Option A is correct. This patient is an ideal candidate for transition from enalapril to sacubitril/valsartan. The 2022 AHA/ACC/HFSA guidelines give sacubitril/valsartan a Class I recommendation (Level of Evidence A) as the preferred RAAS-blocking agent for symptomatic HFrEF patients (LVEF ≤40%, NYHA class II–IV) who can tolerate it. He meets all eligibility criteria: hemodynamically stable (SBP >100 mmHg), adequate renal function, normal potassium, no angioedema history, no ACEi cough. Remaining on enalapril when the patient is ARNI-eligible leaves a demonstrated mortality benefit unrealized — PARADIGM-HF directly compared sacubitril/valsartan to enalapril and demonstrated superiority across cardiovascular death, all-cause mortality, and HF hospitalization. The transition protocol is: stop enalapril today, wait 36 hours (mandatory washout to prevent additive bradykinin accumulation and angioedema risk), then initiate sacubitril/valsartan 49/51 mg twice daily, titrating to the target dose of 97/103 mg twice daily every 2–4 weeks as tolerated.

  • Option B: Option B is incorrect; enalapril and sacubitril/valsartan are not equivalent — PARADIGM-HF directly demonstrated superiority of sacubitril/valsartan over enalapril for mortality and morbidity; the transition is not an unnecessary risk but a guideline-endorsed mortality-reducing strategy.
  • Option C: Option C is incorrect; the 2022 AHA/ACC/HFSA guidelines do not require a 6-month period of maximum ACEi dosing before ARNI transition; enalapril 10 mg twice daily was the dose used in PARADIGM-HF and represents appropriate ACEi exposure; no mandated uptitration documentation is required before ARNI transition eligibility.
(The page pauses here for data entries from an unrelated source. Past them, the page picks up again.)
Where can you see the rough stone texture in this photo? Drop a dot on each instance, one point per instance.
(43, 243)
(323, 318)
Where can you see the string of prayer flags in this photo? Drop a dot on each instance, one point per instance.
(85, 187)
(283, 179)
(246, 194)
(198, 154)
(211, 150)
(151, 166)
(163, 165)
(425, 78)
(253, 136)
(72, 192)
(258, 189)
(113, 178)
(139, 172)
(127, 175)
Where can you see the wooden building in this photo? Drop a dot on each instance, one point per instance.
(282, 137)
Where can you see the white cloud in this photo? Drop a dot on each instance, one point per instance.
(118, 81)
  • Option D: Option D is incorrect; the mortality benefit of sacubitril/valsartan in PARADIGM-HF is attributable to the combined neprilysin inhibition plus AT1 blockade — not to the valsartan component alone; transitioning to standalone valsartan does not replicate the ARNI survival benefit; PARADIGM-HF compared sacubitril/valsartan to enalapril, not to valsartan alone.
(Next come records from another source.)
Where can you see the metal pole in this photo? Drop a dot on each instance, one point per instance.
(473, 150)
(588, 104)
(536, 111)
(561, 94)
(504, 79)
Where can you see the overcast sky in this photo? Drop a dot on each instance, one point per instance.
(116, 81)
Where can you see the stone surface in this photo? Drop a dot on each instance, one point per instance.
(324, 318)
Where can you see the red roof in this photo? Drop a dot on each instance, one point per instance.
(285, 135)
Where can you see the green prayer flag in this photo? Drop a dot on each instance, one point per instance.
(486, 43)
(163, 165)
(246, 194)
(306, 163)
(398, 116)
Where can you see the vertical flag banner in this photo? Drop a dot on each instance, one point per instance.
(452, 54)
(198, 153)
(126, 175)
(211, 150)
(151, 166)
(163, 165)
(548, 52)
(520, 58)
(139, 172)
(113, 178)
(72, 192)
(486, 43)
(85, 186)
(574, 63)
  • Option E: Option E is incorrect; the Class I recommendation for sacubitril/valsartan applies to symptomatic HFrEF patients with LVEF ≤40% across NYHA class II–IV; PARADIGM-HF enrolled predominantly NYHA class II–III patients and demonstrated benefit across these classes; deferring ARNI transition until class III symptoms develop would unnecessarily delay a mortality-reducing intervention.